Fünf Jahre bioSicherheit

„Das Unbehagen findet einen legitimen Ausdruck im Risiko.“

Vor fünf Jahren, am 16. April 2002, ging bioSicherheit ins Netz. Jeder solle sich selbst eine Meinung zu Chancen und Risiken gentechnisch veränderter Pflanzen bilden, sagte der damalige BMBF-Staatssekretär Wolf-Michael Catenhusen beim Start von bioSicherheit.
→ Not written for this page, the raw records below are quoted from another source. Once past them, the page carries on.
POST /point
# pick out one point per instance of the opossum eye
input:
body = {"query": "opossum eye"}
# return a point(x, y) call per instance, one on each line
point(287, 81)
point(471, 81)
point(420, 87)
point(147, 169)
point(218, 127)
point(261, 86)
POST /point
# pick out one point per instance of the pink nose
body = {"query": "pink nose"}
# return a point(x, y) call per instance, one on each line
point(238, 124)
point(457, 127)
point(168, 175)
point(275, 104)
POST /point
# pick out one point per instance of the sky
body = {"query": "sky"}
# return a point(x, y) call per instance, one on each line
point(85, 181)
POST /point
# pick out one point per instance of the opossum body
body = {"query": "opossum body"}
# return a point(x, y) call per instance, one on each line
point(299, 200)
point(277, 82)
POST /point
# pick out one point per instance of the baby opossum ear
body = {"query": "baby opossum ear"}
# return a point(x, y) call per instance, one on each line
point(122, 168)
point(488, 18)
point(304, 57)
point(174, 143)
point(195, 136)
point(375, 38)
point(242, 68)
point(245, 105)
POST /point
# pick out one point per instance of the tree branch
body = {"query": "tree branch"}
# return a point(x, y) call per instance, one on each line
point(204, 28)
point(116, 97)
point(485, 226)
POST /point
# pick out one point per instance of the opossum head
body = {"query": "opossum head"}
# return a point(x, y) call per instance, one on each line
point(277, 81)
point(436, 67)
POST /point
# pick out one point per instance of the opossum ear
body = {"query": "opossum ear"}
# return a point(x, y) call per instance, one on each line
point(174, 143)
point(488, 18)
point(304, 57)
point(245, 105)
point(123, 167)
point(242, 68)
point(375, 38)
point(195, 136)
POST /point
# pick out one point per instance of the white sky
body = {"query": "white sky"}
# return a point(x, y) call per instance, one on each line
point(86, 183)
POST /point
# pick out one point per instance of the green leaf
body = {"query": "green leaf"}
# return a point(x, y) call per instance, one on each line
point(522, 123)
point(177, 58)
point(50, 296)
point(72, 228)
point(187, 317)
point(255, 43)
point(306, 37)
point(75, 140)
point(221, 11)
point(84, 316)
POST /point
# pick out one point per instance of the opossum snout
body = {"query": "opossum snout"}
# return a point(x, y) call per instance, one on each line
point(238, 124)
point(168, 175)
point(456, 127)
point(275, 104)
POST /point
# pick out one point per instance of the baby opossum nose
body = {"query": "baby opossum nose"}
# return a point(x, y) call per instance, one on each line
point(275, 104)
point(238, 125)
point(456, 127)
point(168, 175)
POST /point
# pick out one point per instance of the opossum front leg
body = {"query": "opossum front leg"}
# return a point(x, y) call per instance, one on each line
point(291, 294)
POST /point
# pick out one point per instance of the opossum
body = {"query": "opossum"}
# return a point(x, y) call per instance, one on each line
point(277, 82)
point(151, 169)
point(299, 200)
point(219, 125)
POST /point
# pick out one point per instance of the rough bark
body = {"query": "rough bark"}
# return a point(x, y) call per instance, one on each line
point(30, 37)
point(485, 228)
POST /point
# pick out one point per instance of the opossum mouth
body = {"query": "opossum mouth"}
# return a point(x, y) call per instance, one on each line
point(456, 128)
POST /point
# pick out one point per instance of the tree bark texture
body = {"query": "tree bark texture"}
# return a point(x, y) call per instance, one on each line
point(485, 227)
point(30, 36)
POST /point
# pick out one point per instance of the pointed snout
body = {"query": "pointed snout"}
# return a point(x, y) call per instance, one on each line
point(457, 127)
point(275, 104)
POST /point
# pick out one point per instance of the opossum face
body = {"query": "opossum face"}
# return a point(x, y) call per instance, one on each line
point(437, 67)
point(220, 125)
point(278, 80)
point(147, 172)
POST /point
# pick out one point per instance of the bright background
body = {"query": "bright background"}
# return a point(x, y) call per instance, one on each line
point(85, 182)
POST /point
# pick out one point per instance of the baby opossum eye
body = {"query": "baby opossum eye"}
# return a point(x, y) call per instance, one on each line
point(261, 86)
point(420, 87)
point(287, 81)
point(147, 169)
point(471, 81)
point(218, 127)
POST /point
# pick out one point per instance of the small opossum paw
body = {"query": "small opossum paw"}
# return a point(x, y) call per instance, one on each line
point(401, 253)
Ein Ziel war, dass Themen und Ergebnisse der Sicherheitsforschung zu gentechnisch veränderten Pflanzen in der gesellschaftlichen Debatte besser wahrgenommen werden. - Über den anhaltenden Konflikt um die Grüne Gentechnik, das gespannte Verhältnis von Wissenschaft und Gesellschaft sprach bioSicherheit mit Wolfgang van den Daele.

Prof. Dr. Wolfgang van den Daele, Direktor der Abteilung Zivilgesesellschaft und transnationale Netzwerke am Wissenschaftszentrum Berlin für Sozialforschung, Professor für Soziologie an der Freien Universität Berlin, 1985-1987 Mitglied der Enquetekommission des Deutschen Bundestages zu Chancen und Risiken der Gentechnologie; seit 2001 Mitglied des Nationalen Ethikrates der Bundesrepublik Deutschland

bioSicherheit: In den letzten fünf Jahren scheinen die Vorbehalte gegenüber der Grünen Gentechnik in der Öffentlichkeit noch stärker geworden zu sein. Die Auffassung, gentechnisch veränderte Pflanzen seien „nicht sicher“ oder im Hinblick auf mögliche Risiken „kaum erforscht“, ist fast eine Selbstverständlichkeit. Welche Bedeutung können Sachinformationen unter diesen Umständen haben? Geht es um Wissenslücken, die mit den Mitteln „wissenschaftlicher Aufklärung“ zu füllen sind?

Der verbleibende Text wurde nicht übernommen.